On prayers 3 and 3(b) of the motion paper which are for amendment of pleadings, the learned counsel for the respondents referred us to the case of Laguro v. Toku (1992) 2 NWLR (Pt. 223) 278 at pp. 290-291 and submitted that the applicants have not satisfied the principles or conditions for amendment of pleadings as enunciated in that case. He pointed out that to allow the said applicants to amend their pleadings at this stage and in the way they want is to allow them to present a different case from what was presented at or before the lower court – see also Attorney-General of Anamhra State v. C.N. Onuselogu Enterprises Ltd. (1987) 4 NWLR (Pt.66) 547;(1987) 9-11 SC 197 at p. 202 cited in further support of the submission of the respondents’ counsel. Finally the learned counsel for the respondents urged us to refuse the application and to dismiss it.

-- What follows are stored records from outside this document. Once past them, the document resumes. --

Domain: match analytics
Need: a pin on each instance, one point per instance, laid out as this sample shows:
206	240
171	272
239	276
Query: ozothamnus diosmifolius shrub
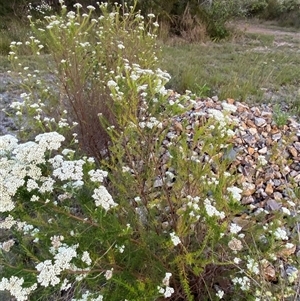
154	218
85	51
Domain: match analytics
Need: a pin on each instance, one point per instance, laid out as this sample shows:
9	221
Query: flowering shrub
157	218
86	50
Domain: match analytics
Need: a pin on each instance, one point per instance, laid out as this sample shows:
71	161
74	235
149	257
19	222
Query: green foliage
82	61
161	218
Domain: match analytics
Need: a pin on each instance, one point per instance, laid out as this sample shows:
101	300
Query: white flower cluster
48	272
193	204
97	175
153	122
211	210
67	170
14	286
234	228
252	266
175	239
103	198
6	245
281	234
166	290
243	282
19	161
87	296
235	192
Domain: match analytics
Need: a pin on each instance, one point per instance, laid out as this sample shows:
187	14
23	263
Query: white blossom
103	198
175	239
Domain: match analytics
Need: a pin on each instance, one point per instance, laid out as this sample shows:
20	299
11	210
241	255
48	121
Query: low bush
154	218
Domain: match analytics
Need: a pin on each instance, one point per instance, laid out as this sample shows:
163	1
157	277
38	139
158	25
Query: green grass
248	68
242	69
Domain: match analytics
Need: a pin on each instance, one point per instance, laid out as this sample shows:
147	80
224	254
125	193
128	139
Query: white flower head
77	5
175	239
108	274
234	228
90	7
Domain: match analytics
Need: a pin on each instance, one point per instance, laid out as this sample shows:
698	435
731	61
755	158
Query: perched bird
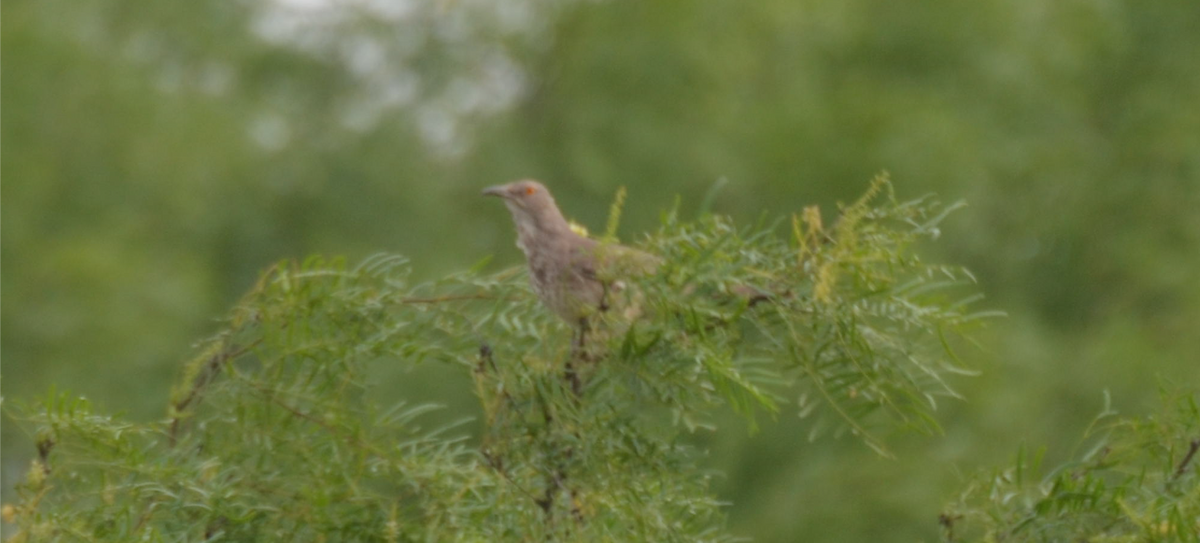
574	275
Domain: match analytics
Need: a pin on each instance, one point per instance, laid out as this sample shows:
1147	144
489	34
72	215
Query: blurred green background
157	155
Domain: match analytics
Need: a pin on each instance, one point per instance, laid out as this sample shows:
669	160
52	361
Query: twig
210	370
438	299
1187	459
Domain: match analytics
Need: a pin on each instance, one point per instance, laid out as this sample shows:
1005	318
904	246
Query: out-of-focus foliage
157	155
1137	483
279	431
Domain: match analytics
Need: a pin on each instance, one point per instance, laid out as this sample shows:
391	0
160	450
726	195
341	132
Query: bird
575	276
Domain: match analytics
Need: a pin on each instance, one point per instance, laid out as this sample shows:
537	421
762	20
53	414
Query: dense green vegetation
159	156
277	431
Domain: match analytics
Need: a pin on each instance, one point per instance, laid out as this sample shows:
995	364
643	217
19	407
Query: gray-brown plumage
573	275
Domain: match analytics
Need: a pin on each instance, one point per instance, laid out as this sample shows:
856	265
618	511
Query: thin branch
1187	459
210	370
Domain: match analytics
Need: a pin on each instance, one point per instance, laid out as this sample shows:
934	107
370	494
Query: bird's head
531	203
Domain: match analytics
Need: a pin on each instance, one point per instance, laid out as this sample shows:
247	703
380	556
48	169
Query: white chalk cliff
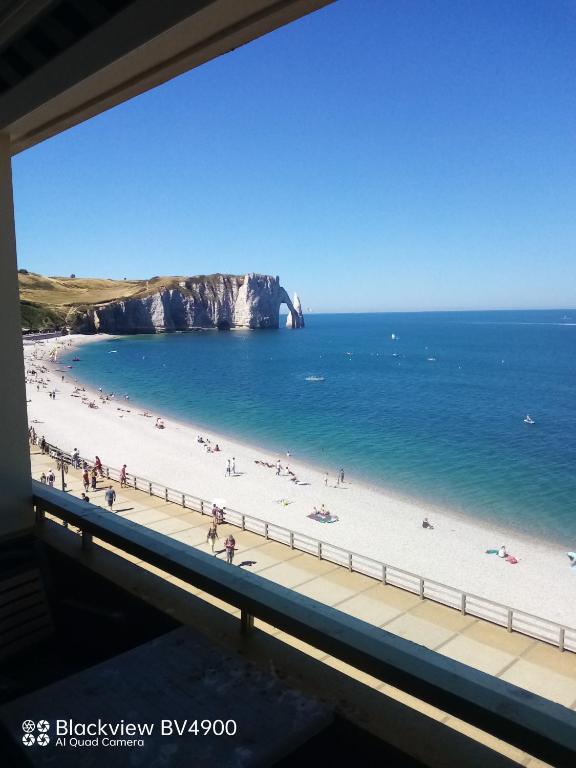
216	301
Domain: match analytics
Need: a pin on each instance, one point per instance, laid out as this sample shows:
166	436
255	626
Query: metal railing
541	727
467	603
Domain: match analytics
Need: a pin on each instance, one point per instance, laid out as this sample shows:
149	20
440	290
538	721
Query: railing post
246	622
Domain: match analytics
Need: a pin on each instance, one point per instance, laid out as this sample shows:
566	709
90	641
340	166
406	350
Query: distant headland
157	305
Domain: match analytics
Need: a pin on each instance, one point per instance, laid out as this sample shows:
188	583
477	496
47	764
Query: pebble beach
371	521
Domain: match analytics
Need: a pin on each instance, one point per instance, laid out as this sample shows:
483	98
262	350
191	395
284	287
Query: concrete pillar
16	513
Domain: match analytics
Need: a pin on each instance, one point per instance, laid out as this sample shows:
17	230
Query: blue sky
398	155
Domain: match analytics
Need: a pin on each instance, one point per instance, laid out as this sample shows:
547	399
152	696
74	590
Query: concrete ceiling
64	61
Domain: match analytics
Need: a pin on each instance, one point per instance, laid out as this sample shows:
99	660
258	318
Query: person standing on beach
110	496
230	545
212	535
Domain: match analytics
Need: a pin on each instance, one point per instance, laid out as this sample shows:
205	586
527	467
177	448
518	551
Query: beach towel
323	518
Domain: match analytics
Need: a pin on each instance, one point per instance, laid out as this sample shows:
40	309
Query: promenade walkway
523	661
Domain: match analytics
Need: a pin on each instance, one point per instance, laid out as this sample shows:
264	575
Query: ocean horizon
427	405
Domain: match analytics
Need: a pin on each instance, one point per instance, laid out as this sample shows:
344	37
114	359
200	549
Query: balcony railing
541	727
467	603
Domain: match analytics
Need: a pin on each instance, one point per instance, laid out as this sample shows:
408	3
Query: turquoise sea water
448	430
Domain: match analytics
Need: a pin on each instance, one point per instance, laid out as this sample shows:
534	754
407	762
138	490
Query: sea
429	406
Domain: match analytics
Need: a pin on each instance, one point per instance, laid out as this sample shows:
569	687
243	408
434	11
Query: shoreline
372	521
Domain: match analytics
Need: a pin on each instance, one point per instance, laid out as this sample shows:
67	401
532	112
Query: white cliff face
295	319
221	301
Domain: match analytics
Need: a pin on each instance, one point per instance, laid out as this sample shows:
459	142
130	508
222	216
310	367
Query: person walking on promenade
230	545
212	535
110	496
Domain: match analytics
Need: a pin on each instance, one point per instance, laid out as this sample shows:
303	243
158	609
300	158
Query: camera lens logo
42	739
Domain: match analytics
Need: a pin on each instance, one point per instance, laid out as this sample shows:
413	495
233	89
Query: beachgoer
212	535
230	545
110	497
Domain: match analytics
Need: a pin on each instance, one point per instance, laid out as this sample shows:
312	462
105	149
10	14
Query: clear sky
406	154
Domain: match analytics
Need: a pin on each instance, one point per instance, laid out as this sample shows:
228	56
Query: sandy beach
370	521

The learned counsel for the applicants made no further submissions in reply but referred us to paragraph 22 of the counter-affidavit where the respondents have admitted the existence of the judgment of 5/10/38.
From the above submissions of learned counsel to the parties in this application, there are two issues involved or arising from both the main prayers and the alternative prayers in the motion paper viz:
(a) the calling, adducing or tendering of fresh or further evidence on appeal;
(b) the amendment of pleadings both during trial and on appeal.
Prayers 1 and 2 of the motion paper relate to the 1st issue while prayer 3 is on the 2nd issue. Also the alternative prayer 4 is on the 1st issue while the alternative prayer 3(b) is on the 2nd issue. I intend to hereunder consider and apply the principles of law regulating the two issues (i.e. when they are permissible or not).